First, perhaps, an update. Three weeks since the sidewalk sprawl and healing is some kinda miracle in motion. There’s still sharp pain moving certain ways, end of day ache. Using a splint on/off because I can feel how immobility makes it worse. Gentle movement in all available pain free range as my skilled right hand treats the fascial binding ‘tween the two long forearm bones. Learning so much first hand! Elbow to fingertips is a non-weight bearing version of knee to toes. In this past week healing has included creative single-handed camping AND total immersion in breath. Breath…that’s what I really want to write about today.
Interesting factoid: we inhale and exhale 25,000 times daily. Give or take. Despite this constant practice, by the time we’re 50, most of us lose 12% of our lung capacity. The news gets worse: decline hastens with age, women fare worse than men. By 80 we take in 30% less air than we did in our 20’s. This is why we see some elders breathing fast and hard.
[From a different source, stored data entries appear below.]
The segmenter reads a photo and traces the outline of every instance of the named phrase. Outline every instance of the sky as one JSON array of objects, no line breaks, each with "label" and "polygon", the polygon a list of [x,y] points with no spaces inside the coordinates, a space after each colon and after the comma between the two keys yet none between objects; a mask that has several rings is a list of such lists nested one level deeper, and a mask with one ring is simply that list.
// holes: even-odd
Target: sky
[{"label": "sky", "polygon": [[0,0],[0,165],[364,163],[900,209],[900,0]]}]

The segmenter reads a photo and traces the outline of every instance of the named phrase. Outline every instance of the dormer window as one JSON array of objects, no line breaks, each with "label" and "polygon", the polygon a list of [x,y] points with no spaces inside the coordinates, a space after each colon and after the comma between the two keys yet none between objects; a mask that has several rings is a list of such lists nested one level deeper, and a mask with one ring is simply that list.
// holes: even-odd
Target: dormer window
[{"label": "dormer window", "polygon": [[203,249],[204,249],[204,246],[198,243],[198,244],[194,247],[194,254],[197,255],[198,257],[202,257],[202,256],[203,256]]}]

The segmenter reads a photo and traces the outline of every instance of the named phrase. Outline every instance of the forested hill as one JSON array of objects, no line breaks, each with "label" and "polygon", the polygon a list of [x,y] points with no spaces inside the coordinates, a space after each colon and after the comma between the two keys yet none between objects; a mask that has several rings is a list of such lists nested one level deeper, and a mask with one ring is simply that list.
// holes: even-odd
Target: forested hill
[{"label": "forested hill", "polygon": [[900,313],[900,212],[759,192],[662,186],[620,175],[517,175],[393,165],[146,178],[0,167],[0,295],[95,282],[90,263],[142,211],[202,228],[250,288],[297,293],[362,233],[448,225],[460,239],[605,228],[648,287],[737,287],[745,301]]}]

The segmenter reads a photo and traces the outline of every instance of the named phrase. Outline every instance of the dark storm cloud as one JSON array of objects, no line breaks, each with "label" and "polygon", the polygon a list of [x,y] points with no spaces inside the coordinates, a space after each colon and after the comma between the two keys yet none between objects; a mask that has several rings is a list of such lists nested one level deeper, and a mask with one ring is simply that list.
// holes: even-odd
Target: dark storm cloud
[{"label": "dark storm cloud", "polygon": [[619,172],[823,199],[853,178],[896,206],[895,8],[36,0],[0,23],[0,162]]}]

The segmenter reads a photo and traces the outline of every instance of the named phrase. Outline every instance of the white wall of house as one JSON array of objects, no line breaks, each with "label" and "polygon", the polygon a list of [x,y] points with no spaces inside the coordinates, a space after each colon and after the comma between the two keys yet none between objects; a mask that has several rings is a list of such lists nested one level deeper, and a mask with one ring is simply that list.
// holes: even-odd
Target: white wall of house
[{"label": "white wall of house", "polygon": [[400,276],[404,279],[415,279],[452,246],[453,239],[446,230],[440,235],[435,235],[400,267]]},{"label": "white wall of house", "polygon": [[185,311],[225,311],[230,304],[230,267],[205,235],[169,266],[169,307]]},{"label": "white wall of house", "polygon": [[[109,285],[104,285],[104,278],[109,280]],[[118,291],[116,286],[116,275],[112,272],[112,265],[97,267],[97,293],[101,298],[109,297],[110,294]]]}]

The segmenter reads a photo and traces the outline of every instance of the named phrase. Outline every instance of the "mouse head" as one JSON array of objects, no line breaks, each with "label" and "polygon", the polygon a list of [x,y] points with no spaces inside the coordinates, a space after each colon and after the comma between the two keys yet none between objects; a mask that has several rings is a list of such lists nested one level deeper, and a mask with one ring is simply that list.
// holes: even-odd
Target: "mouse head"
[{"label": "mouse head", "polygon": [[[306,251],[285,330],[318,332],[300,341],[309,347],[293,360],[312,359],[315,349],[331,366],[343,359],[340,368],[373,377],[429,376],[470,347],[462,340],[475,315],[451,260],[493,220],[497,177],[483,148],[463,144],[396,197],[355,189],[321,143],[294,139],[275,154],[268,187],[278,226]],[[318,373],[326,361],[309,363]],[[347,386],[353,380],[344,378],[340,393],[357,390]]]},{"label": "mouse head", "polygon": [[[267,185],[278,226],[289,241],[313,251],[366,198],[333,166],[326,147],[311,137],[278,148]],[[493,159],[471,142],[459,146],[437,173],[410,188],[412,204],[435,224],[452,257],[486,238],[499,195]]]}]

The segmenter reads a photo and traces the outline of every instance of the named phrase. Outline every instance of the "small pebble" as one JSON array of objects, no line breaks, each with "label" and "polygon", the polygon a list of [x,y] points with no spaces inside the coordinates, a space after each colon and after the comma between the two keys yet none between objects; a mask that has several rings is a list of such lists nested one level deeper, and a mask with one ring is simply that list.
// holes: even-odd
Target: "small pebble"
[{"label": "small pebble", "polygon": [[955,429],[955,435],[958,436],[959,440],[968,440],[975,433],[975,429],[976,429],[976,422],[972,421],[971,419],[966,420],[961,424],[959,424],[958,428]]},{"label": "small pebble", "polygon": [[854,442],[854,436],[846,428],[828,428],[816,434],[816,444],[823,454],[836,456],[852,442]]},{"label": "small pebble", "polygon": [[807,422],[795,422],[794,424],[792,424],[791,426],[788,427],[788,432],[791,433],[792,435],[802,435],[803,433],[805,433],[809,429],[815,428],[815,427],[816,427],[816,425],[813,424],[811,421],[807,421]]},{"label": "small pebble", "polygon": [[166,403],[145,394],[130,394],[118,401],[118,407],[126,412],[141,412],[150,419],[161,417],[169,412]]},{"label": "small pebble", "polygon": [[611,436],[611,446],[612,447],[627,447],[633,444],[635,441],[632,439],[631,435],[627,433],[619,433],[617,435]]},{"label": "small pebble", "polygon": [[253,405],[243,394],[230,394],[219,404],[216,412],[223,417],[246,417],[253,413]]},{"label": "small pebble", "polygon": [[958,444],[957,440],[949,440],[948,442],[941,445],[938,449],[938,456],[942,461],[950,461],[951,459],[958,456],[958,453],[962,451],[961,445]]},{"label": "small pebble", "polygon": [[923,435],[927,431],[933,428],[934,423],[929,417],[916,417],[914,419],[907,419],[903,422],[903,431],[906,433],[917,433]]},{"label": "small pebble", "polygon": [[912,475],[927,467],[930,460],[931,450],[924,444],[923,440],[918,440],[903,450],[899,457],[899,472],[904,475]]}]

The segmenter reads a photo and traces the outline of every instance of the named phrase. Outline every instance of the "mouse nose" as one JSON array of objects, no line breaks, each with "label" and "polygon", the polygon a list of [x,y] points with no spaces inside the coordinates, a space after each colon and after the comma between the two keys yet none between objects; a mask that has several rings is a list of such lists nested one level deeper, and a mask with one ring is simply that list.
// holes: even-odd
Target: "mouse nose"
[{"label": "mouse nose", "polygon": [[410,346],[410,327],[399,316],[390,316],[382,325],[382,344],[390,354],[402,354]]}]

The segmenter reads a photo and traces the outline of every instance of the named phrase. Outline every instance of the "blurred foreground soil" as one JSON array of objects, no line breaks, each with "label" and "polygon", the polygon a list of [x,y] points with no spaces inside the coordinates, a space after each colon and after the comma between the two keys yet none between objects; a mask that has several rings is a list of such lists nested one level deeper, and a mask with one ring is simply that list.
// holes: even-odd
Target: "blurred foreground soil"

Mega-evidence links this habitual change to a host of issues like high blood pressure, immune disorders and anxiety. This factoid came from James Nestor’s 2020 book Breath: the new science of a lost art. I’ve literally inhaled this book. More about this extraordinary pulmonaut later.
So what’s a body to do? Well, the good news is we can absolutely change our breath habits. Bonus: it takes no extra time. I am all about the movement of breath and how it informs a body in motion. Integrating this new/old information is bound to define the next chapter of my life—teaching, treating, living. Synthesis happens when we spiral back to old ways of understanding and weave in the new. It’s how I fly. Like in 2015, when my left hip met a book by Donna Farhi and I spiraled back into all things psoas.
I had already been down that psoas rabbit hole (more than once) but it was new to consider asymmetry in these tender loins. Old ways of conceptualizing merged with the new. I had to explore this first in my own body. And then, through years of seeing feeling listening, your body. Psoas took me on a pilgrimage with many side roads through the nervous system, stress, emotion, diaphragm…breath.
Eight focused years delivers integration, perhaps even some mastery. And I certainly was not scanning the horizon for The Next Thing, just minding my own business. But it came in book form again. Just like in 2015. The author of Breath, James Nestor is an intrepid investigator after my own heart. He calls himself, and a few others on the planet, pulmonauts. For a decade he travelled the globe personally immersed in a multitude of breath practices while he researched and synthesized current science with ancient wisdom. Want to be fascinated with this thing you do 25,000 times a day? The book is a quick 230 page read. You will be inspired. I promise.
I’m writing this missive on my last day of a week of camping. I had nothing to do but fall down this book rabbit hole and breathe. The illuminating fusion of old/new information is filtering into my practice. No doubt it will find its way into my work in the world. It’s how I fly.
Sample health-changing tidbit: your nose is super-important. Nostrils are the optimal entry way for breath. Some of us mouth-breathe 24/7. Some mouth-breathe with speaking or exertion. Some mouth-breathe at night (think snoring and sleep apnea). This habit completely wreaks havoc with our blood chemistry. There are many interventions, but it starts with just noticing. It may or may not apply to you. If it does, proceed very slowly, gently making a shift to nose breathing when possible.
One more tidbit. We breathe too much. Also a blood chemistry havoc-wreaker. Optimal breathing is 5.5 seconds in, 5.5 seconds out. Resonant breathing is a great practice at any moment. The ancients knew it. Om mani padme hum is chanted precisely with this timing: twice for the inhale, twice for the exhale. Start simply: same count for in and out. Then gently start to lengthen the count. Get your stopwatch out after awhile and see if you can nail it. Personal testimony: I’m feeling some subtle and not so subtle changes, hard to put in words. I’m gratefully sliding down this rabbit hole.
If you’ve been with me, you already know how movement of breath and how it informs a body in motion is integral to my teaching and physical therapy. I just want you to know that this marriage of breath and movement is under expansion. If you want to feel this in connection with your dance, I’ll be leading at South Yuba Club, Grass Valley this Sunday August 13, 10:00-noon. I’ll be a student with you at Release and Realign this Friday and next, guided by Jeanne Munoz. My turn to teach is Friday August 25. Come feel something new in your yoga breath. Wondering about 5Rhythms at Clara? Wednesday Waves and Sweat Your Prayers are on our traditional August sabbatical. We begin again September 6.
Rumi says “there is one way of breathing that is shameful and constricted…then, there’s another way: a breath of love that takes you all the way to infinity.” I really think he was on to something.